VATICAN CITY – Executives from Facebook, Wikipedia and Google are attending a Vatican meeting to brief officials and Catholic bishops about the Internet and digital youth culture.
The symposium, which opened Thursday and runs through Sunday, also will address Internet copyright issues and hacking – including testimony from a young Swiss hacker and an Interpol cyber-crime official.
The meeting is being hosted by the European bishop’s media commission and is designed to delve into questions about what Internet culture means for the church’s mission and how the church communicates that mission to others.
Pope Benedict XVI has tried to bring the Vatican into the Internet age by launching a YouTube channel earlier this year. Officials say he also e-mails and surfs the Web.
But the Vatican’s online shortcomings have been woefully apparent.
Earlier this year, Benedict made clear he was disappointed that Vatican officials hadn’t done a simple Internet search to discover the Holocaust-denying comments of an ultraconservative bishop whose excommunication he had lifted.
The outrage over the rehabilitation of Bishop Richard Williamson, of the traditionalist Society of St. Pius X, prompted Benedict to write a letter to his bishops admitting mistakes and saying that he had “learned the lesson” and that the Vatican would in the future pay greater attention to the Internet as a source of news.
The symposium, which is drawing about 100 participants from around Europe, could be seen as part of that effort.

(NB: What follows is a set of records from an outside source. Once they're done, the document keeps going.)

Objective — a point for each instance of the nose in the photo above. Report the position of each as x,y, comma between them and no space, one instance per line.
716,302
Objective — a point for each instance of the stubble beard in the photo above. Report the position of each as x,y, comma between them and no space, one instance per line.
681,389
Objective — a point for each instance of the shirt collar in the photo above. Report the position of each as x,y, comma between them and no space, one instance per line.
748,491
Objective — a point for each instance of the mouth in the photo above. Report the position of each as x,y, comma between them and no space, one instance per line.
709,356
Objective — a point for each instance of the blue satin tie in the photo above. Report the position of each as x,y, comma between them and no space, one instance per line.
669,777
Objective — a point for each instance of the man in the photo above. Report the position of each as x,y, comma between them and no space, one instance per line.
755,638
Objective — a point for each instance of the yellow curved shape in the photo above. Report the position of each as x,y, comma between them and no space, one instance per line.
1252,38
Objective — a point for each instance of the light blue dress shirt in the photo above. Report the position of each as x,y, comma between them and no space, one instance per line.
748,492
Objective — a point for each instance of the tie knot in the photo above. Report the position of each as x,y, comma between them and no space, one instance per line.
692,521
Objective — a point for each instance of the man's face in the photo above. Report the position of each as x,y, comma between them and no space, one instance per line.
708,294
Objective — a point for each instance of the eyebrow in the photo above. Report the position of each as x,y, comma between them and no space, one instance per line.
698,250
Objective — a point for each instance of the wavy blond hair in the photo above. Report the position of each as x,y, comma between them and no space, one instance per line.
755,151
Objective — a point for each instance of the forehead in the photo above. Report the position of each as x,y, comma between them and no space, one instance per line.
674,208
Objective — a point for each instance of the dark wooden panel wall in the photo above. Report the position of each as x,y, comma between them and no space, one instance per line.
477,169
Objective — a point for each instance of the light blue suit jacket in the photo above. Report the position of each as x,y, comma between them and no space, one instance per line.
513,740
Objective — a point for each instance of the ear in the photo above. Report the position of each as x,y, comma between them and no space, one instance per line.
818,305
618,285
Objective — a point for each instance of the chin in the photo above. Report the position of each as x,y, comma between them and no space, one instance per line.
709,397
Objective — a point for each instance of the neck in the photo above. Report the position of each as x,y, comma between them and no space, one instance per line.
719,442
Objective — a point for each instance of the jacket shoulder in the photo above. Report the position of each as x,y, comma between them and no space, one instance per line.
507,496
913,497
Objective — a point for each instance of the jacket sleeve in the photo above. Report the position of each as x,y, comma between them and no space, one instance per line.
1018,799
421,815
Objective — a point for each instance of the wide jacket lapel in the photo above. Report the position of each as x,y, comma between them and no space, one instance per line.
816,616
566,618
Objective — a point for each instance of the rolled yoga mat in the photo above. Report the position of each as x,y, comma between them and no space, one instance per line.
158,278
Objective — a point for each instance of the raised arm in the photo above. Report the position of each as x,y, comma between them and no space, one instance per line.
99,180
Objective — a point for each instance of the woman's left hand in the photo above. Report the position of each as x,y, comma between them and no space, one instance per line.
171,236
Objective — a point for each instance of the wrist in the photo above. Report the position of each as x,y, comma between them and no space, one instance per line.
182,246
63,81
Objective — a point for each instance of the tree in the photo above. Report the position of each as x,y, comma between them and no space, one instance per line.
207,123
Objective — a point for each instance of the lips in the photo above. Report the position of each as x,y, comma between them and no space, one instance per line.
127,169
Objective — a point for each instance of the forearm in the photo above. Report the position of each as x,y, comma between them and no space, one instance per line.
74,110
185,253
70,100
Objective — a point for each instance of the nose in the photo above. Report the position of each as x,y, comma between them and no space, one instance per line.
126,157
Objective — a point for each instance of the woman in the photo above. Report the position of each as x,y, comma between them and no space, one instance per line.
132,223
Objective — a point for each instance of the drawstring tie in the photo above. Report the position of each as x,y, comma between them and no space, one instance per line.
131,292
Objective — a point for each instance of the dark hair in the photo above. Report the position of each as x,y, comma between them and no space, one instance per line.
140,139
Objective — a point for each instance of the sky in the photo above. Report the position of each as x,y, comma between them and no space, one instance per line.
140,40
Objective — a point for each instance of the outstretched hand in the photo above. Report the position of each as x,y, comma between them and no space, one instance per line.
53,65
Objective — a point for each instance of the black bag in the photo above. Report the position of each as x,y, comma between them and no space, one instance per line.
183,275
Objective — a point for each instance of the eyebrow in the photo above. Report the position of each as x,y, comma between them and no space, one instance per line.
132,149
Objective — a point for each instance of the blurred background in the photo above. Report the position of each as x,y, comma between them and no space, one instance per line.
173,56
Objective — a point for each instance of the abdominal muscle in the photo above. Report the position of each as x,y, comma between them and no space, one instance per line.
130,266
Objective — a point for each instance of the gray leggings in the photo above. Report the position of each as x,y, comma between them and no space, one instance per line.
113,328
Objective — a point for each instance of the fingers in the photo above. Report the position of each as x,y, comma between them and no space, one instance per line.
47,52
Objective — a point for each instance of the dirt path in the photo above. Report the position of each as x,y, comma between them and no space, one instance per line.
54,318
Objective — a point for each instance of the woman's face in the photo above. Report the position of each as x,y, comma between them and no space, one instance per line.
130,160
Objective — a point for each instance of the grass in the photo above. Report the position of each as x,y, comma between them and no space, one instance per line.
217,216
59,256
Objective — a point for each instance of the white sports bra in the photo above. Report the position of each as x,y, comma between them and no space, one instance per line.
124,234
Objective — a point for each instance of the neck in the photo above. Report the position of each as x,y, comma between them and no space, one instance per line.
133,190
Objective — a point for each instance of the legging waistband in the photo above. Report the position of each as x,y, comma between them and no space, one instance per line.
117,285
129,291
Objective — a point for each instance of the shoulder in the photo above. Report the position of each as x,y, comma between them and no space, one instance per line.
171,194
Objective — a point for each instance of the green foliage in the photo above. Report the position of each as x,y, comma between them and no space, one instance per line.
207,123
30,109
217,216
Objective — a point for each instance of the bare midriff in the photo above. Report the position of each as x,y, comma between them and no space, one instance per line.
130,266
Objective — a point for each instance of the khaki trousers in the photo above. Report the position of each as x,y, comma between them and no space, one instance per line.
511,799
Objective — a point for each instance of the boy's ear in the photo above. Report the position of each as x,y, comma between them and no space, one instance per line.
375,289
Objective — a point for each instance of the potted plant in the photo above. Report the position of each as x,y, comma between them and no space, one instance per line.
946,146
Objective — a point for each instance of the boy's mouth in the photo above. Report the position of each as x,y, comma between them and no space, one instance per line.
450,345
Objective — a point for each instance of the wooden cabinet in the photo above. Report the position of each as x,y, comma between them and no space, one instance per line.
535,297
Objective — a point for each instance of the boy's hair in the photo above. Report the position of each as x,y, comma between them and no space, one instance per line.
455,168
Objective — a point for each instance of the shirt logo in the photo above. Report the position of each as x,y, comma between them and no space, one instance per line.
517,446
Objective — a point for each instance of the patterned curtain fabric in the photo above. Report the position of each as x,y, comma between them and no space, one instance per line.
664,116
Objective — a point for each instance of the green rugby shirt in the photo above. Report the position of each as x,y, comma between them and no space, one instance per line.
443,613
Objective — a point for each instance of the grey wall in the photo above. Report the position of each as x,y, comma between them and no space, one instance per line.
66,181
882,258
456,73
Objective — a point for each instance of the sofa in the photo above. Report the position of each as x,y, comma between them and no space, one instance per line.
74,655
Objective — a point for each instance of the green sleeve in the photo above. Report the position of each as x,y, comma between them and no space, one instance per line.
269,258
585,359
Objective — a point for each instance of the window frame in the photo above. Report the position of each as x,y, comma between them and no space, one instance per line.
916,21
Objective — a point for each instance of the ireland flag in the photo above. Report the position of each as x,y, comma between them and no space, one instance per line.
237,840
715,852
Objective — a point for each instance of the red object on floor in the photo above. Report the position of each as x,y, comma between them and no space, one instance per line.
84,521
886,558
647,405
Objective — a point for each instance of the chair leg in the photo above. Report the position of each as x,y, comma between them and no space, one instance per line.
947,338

Panels will discuss social networks, the Web generation, the church’s communication strategies, and whether the Internet is changing religious practices.
The Vatican’s top communications official, Archbishop Claudio Maria Celli, has said a key priority of the Catholic Church is to be able to use new technologies to spread its message, particularly to the young.
“Our dream in this global village created by new technologies is that the church and Jesus’ disciples can have their tent – Jesus’ tent – so that the attention of men and women who walk the streets of the world is turned toward it,” he said recently on Vatican Radio.
In that way, the Internet is just the latest means that the Vatican has used to spread its message, starting with parchment, printing press, radio and television.
Pope John Paul II used mass media and information technology to get out his message, overseeing the 1995 launch of the Vatican’s Web site which today includes virtual tours of the Vatican Museums and audio feeds from Vatican Radio.